El hallazgo, confirmado por guardaparques y pobladores de la zona, no es un hecho menor: se trata de una de las especies más difíciles de observar en la Argentina y un verdadero indicador de salud ambiental.
Con apenas entre 7 y 11 centímetros de largo y un caparazón rosado pálido que le dio el apodo de “hada rosa”, el pichiciego es el armadillo más pequeño del mundo.
Su comportamiento estrictamente nocturno y su vida casi exclusiva bajo tierra hacen que cada registro sea excepcional. De hecho, expediciones internacionales han pasado meses en el campo sin lograr un solo avistamiento.
“Cada vez que registramos un pichiciego estamos frente a una señal concreta de que el ecosistema funciona”, afirmó el director de Biodiversidad y Ecoparque, Ignacio Haudet, tras confirmarse un nuevo avistamiento de pichiciego menor (Chlamyphorus truncatus) en la Reserva de Biósfera Ñacuñán.

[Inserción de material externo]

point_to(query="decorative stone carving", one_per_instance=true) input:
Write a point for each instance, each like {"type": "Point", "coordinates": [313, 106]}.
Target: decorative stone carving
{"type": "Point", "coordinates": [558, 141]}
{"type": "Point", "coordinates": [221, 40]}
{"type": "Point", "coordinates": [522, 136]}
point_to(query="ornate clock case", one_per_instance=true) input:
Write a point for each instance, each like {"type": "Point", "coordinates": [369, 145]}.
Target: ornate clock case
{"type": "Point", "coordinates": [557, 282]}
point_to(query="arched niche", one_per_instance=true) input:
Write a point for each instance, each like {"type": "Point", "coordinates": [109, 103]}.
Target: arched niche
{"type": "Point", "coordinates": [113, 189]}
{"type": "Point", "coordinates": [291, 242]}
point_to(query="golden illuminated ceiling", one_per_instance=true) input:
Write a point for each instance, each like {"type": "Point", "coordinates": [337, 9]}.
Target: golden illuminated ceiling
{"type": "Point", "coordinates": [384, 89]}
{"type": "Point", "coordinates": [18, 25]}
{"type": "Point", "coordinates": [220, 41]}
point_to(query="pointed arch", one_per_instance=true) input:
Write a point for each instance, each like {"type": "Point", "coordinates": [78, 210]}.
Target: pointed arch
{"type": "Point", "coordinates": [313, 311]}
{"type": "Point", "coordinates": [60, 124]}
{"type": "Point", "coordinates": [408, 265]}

En ese contexto, su aparición en Ñacuñán confirma el rol clave de las 12.600 hectáreas de algarrobales y jarillales protegidos. Allí no solo se conserva la flora nativa, sino también el tipo de suelo arenoso y compacto que la especie necesita para excavar sus complejas galerías.

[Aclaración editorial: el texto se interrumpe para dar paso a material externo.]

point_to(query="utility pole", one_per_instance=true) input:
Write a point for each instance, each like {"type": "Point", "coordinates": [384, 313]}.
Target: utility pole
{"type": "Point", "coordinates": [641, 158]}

Haudet subrayó además: “La Reserva de Biósfera Ñacuñán demuestra que, cuando protegemos integralmente el territorio —el suelo, la flora y los procesos naturales—, estamos garantizando condiciones reales para especies extremadamente sensibles. Este registro tiene un enorme valor biológico y también simbólico para Mendoza”.

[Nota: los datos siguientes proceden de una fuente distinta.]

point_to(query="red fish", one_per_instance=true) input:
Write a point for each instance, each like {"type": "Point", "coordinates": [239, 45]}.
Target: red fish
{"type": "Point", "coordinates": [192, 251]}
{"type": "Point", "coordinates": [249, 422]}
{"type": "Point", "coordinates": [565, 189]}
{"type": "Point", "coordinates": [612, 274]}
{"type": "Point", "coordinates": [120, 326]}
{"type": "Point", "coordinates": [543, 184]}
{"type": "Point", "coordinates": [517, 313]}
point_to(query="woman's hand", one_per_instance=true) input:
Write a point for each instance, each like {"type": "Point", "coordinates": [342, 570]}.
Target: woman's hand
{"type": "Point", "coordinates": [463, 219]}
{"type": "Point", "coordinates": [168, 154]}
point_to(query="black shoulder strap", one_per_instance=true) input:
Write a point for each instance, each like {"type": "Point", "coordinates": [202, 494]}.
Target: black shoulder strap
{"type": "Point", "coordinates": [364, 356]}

Por su parte, el jefe del Departamento de Fauna, Adrián Gorrindo, explicó que la presencia del animal es un indicador biológico muy claro: “El pichiciego necesita suelos estables, sin alteraciones mecánicas severas ni contaminación. Donde aparece, hay equilibrio ecológico. Por eso cada registro tiene un enorme valor científico”.
“Hada rosa”, el ingeniero silencioso del desierto
Aunque casi invisible para el ojo humano, el pichiciego cumple funciones esenciales en los ecosistemas áridos del monte mendocino. Se alimenta principalmente de hormigas y larvas, ayudando a regular poblaciones de insectos. Al excavar, airea el suelo y mejora la infiltración de agua, un recurso crítico en zonas desérticas.
En Mendoza, la especie está declarada Monumento Natural Provincial (Ley 6599), lo que implica un régimen especial de protección. Desde la Dirección de Biodiversidad y Ecoparque recordaron que el pichiciego es extremadamente sensible al estrés y no sobrevive en cautiverio. La recomendación es clara: si una persona encuentra un ejemplar, debe observarlo a distancia, no manipularlo y dar aviso inmediato a las autoridades o al 911.
El nuevo registro en Ñacuñán no solo confirma la presencia de una de las especies más singulares del país. También reafirma que proteger el territorio es proteger procesos invisibles pero vitales. En el caso del “hada rosa”, cada aparición es una señal de que el ecosistema respira en equilibrio.